Nothing in life is guaranteed, especially when it comes to being loved by someone else. This can apply to anyone in your surroundings, be it mother, father, sibling or lover, their love for you is not automatic. For that matter, it may never be.

This was a hard lesson for me to learn. For years I wasted my time trying to get my father to love and accept me, but he was incapable of it. My mother’s narcissism made it impossible for her to focus love on anyone else, for she struggled mightily with a bottomless need to feel loved. There was no room there for me either. What is most interesting about my story is that this kind of situation is not unusual in families.

My efforts to get love from my parents morphed into the people pleasing tendencies at the center of my adult conduct.
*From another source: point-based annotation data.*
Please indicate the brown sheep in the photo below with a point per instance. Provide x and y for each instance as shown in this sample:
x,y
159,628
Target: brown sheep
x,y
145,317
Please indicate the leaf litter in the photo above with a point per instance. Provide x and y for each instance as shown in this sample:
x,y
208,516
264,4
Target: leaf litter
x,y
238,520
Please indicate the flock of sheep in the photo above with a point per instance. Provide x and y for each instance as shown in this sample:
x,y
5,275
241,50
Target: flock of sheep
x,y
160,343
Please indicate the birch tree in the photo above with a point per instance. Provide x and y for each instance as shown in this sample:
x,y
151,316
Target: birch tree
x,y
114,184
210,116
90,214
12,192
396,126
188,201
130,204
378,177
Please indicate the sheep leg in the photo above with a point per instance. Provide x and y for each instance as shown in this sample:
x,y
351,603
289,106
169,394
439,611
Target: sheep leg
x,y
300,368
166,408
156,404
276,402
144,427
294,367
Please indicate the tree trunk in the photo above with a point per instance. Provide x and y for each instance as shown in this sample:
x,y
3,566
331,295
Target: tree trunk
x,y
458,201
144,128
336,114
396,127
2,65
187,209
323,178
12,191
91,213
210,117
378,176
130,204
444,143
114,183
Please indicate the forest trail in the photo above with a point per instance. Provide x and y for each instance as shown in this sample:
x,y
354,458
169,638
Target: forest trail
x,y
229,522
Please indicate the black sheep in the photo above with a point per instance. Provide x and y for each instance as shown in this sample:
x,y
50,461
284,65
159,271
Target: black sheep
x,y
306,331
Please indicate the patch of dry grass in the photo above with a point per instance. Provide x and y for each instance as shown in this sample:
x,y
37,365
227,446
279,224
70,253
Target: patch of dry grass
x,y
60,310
Talk about a royal waste of time and energy! I now realize that my efforts to please others in order to make them like or approve of me served no purpose.

The heart wants what the heart wants

Having to date in my sixties has driven home this important lesson related to the heart’s desire. Just because you are attracted to someone does not mean you can make them be attracted to you someday. No amount of logic, persistence, kindness, generosity or acquiescing will convert someone’s disinterest into interest.

Although I have never done this, threatening, stalking or forcing yourself on anyone can’t possibly invite them to love you. More than likely this kind of behavior will scare them, not to mention, doing these kinds of things is criminal.

Affairs of the heart are still a mystery, but I understand now that attraction and love are an individual affair between a person and their spirit. Perhaps the person has a distorted view of you or their belief system is flawed, but whether or not they love you is ultimately their choice. I think it has to do with the lessons they need to learn. Nevertheless, there is nothing you can do about it and relying on your willpower to make them have a change of heart is a losing proposition.

Perhaps it is easy to understand that being attracted to one person does not guarantee their attraction in return, this has happened to everyone. It is much harder to understand why someone who once loved you stops, like a spouse. It is baffling when a parent, a person who is supposed to love us, does not love their offspring, but this is not uncommon.

It is hard to explain why a person’s heart changes their mind or was not engaged in the first place when we expect it should, but the same principles apply here; you cannot force them to love you. Therefore, it is important to remember, if you have to convince anyone to love you, they were never meant for you.

You cannot force yourself to love someone else either

Author and philosopher Prentice Mulford states in his book, Thoughts Are Things;

“Love goes where it will, and to whom it will, and where it is attracted. You cannot force yourself to love anyone or anything.”

I couldn’t agree more. There is no magic potion for relationships. One cannot engineer love and commitment for another. You can feign kindness and generosity, you can even take care of someone else, but you cannot force your heart to love them. This is a mystery, I know, but my time in this existence has taught me you cannot force or manufacture love for someone else. This applies to romantic partners, family members, colleagues, etc.

Life is constantly shifting, people change, you are transforming, this means love cannot be guaranteed to  someone for perpetuity. It is just a fact of life.

What are your options?

I believe a Higher Power created us perfectly. But we deviate from that creation by the erroneous behaviors and beliefs we have adopted. You are better than you think you are and accepting this about yourself is a giant step towards loving yourself. This is a love you truly have the power to engender. It also requires that you see yourself under a different light and let go of your fear, anger, violence, vengefulness, jealousy and embrace your better angels of love, kindness, generosity, courage and empathy.

Everyone is doing what you are doing, figuring it out as we go. Truths that may be inherent to you may not be to someone else and vice versa, so you have to give everyone the benefit of a doubt. You also deserve the benefit of a doubt. This means believing you are good enough and worthy of love. When you see yourself in this new light, you realize that you want no part of those who don’t love you. This doesn’t mean you hate them; it just means you don’t have the time to spend with the people who don’t value you.

We don’t live inside another’s skin to understand why their heart feels the way it does, but we can know our heart. We can know self-love and treasure ourselves for the rest of our lives. We can also be with those we are positive love and value us no matter what. This is the path I choose.

As always, wishing you a life filled with hope, love and serenity.